Following my last reply, I’ve had a go at benchmarking several methods of implementing an iterator over a slice, with surprising results. I benchmarked:
- My original index-based iterator (at the top of this topic)
- A simplified slicing version (a cross between my original and @Sze’s)
-
@Sze’s implementation (above)
- A “direct slicing” approach based on @kristoff’s suggestion
- A ‘C’ equivalent using pointers
The full code, with all iterators and the timings, is quite long, so I won’t post it all here unless requested to. However, below is the core measurement routine I used for most of the tests. Items 4 and 5 above required different approaches but I kept them as similar as possible:
fn timeIt(name: []const u8, iter: anytype) void {
var total: u32 = 0;
var zero_count: u32 = 0;
const start = std.time.nanoTimestamp();
while (true) {
const val = iter.next() orelse break;
if (val == 0) {
zero_count += 1;
_ = iter.next() orelse break; // Skip next value after a 0
} else {
total += val;
}
}
const duration = std.time.nanoTimestamp() - start;
std.debug.print(
"{s:15}: Total: {:10} Zeros: {:10} Duration: {}\n",
.{ name, total, zero_count, duration },
);
}
The loop body is intended to simulate an application which uses all of the returned values, and where the number of calls to next()

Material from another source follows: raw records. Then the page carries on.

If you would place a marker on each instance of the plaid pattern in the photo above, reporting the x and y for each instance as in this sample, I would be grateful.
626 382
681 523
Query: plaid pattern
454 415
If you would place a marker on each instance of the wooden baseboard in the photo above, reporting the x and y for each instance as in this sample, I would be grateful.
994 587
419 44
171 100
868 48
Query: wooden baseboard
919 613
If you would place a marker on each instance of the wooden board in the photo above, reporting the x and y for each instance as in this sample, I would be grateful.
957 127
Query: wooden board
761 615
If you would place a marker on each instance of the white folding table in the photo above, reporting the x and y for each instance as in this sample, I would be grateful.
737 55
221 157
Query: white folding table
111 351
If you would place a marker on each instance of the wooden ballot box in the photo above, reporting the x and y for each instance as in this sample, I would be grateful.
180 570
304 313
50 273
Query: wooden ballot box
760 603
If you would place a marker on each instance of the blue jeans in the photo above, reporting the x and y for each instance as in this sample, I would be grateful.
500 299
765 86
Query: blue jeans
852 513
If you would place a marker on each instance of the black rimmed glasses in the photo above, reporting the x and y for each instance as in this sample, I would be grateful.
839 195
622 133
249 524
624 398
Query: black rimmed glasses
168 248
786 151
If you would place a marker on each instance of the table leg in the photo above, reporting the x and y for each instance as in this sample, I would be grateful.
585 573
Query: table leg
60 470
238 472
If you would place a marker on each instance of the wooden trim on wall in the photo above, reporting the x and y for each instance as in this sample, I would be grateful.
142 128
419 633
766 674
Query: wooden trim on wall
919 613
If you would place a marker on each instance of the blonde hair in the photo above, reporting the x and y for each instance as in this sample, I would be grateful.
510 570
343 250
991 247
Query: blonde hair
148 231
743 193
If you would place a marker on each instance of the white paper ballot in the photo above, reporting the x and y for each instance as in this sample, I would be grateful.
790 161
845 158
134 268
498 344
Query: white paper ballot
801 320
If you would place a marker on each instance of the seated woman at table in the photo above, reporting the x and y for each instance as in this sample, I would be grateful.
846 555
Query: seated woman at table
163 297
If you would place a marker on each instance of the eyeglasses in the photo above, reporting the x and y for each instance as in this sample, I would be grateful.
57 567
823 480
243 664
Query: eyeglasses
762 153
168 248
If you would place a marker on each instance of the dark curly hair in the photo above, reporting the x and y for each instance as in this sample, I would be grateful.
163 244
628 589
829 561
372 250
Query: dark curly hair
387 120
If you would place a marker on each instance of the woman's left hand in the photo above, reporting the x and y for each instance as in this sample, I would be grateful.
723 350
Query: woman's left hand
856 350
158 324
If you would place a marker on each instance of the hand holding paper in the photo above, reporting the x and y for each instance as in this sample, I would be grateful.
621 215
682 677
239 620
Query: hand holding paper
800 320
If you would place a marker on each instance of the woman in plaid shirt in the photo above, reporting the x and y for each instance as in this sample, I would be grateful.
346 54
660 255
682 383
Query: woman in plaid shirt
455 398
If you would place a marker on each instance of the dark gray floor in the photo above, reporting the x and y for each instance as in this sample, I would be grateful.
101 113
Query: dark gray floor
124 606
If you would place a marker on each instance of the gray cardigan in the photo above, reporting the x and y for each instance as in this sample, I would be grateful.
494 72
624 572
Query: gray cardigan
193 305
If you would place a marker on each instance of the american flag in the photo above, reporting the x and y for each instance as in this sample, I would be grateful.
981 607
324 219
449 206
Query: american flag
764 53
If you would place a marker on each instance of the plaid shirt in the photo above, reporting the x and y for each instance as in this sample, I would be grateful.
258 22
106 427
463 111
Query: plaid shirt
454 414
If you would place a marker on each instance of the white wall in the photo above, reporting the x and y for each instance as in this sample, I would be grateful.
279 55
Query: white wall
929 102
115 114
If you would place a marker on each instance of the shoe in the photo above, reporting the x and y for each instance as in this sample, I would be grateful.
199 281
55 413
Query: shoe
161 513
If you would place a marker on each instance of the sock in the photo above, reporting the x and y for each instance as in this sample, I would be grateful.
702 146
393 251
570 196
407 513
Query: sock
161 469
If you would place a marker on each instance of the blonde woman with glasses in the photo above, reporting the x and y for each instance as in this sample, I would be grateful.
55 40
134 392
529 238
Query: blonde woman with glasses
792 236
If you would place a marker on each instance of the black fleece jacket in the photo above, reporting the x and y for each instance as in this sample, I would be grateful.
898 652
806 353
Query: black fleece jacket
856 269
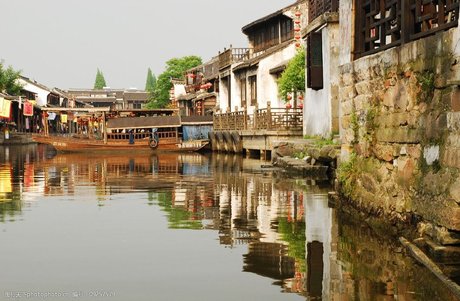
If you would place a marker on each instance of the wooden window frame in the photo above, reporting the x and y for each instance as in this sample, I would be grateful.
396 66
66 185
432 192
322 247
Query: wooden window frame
253 89
315 61
383 24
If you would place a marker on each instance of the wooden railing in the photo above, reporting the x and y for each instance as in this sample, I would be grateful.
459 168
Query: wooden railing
382 24
138 136
262 119
318 7
233 55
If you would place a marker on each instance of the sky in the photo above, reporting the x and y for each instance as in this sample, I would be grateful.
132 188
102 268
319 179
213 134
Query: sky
61 43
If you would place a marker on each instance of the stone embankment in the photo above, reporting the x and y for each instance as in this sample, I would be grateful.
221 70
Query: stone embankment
307 158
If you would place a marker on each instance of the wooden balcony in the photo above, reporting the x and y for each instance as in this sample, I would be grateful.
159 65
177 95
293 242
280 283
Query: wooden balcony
318 7
233 55
271 119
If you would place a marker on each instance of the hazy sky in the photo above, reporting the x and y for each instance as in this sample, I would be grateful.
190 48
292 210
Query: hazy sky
61 43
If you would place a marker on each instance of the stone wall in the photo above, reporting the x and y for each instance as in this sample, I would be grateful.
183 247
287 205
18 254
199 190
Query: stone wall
400 128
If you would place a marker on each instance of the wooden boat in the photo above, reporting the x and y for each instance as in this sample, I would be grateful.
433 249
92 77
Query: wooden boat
147 134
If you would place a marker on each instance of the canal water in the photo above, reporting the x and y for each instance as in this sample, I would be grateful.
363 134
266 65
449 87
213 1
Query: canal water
186 227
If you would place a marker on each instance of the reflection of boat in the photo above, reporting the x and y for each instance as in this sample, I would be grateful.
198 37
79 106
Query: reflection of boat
143 133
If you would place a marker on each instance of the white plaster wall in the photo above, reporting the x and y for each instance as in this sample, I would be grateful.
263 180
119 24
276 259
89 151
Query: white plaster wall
267 88
222 100
317 107
457 39
236 93
346 11
42 94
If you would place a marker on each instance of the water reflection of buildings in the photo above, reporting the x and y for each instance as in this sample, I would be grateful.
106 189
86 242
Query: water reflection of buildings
256 211
17 174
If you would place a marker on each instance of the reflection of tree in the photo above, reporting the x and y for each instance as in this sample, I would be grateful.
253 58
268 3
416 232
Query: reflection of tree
178 217
294 234
10 206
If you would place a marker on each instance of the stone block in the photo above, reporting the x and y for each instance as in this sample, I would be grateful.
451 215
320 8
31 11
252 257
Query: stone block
453 140
396 97
398 135
454 190
406 168
453 121
443 212
363 87
435 125
347 92
414 151
347 79
345 120
451 157
455 100
397 119
347 107
384 152
439 234
362 102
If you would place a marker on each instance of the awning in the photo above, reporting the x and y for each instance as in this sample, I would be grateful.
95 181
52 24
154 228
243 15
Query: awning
197 120
279 68
144 122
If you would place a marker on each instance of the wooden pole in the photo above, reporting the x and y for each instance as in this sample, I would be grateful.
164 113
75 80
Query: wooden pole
104 128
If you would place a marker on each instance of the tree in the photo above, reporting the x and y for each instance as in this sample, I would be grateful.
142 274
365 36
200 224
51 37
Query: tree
175 68
99 83
292 79
151 81
9 80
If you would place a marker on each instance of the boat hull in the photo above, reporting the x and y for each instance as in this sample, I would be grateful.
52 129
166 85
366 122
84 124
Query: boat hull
72 144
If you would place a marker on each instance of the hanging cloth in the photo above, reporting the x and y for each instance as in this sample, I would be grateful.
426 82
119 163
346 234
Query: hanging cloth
51 116
5 108
28 109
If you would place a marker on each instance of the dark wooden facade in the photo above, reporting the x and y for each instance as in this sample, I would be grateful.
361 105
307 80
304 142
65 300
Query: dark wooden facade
382 24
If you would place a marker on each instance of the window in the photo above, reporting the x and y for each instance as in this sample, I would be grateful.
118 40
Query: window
382 24
137 105
243 92
315 61
253 88
286 30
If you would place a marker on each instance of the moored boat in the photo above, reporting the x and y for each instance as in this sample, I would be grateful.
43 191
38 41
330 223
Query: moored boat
131 133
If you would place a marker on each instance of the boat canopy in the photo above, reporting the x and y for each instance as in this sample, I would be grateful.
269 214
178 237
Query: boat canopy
144 122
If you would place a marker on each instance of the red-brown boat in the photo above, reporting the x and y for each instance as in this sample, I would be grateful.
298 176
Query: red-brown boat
145 134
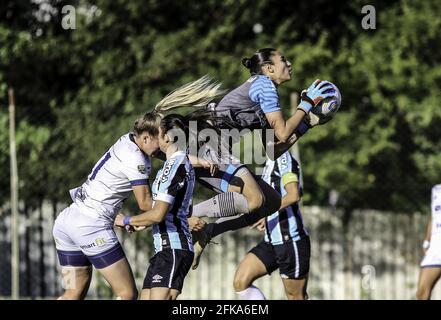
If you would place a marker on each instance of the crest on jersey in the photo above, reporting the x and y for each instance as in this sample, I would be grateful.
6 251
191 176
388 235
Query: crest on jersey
167 170
141 168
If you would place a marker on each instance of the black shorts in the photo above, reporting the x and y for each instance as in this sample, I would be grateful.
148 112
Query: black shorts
168 269
291 258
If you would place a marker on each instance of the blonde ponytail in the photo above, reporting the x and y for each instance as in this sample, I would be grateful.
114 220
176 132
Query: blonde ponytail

per loop varies, so that the optimiser doesn’t lead to an unrepresentative result.
I compiled all Zig versions of the test code with -O ReleaseFast
, and the ‘C’ version with gcc with -O3
. Typical timings when running each test once with a 10,000,000 item slice of psudo-random values were:
- My original index-based iterator: 50 ms
- The simplified slicing version: 50 ms
-
@Sze’s implementation (above): 65 ms
-
@kristoff’s “direct slicing” approach: 50 ms
- A ‘C’ equivalent using pointers: 50ms
HOWEVER, I observed an interesting effect: If I tested several of the methods in succession in the same program, and repeated some of the same tests multiple times on the same data, the timings of all the runs changed - some by significant amounts. I can only assume the optimiser was making different inlining choices, as changes later on in the test sequence were affecting the results of unchanged code earlier in the test run. In particular, if version 3 was tested twice in a row it became a lot slower - 130ms instead of 50ms. Here’s an extract of the code to show what I mean:
var is_iter = IndexSliceIter(u8).init(data);
timeIt("Index", &is_iter);
var ss_iter = SlicingSliceIter(u8).init(data);
timeIt("Slicing", &ss_iter);
var s_iter = sliceIterator(data);
timeIt("Slicing2", &s_iter);
// s_iter = sliceIterator(data);
// timeIt("Slicing2", &s_iter);
If the two commented out lines are introduced both runs of sliceIterator()
become slower by a similar amount. Other combinations also caused surprising variations, though none of the others varied as much as version 3.
So in conclusion (and rather surprisingly) my naive index-based approach is as fast as any and faster than some, so I’ll probably stick with it. I hope this is of interest.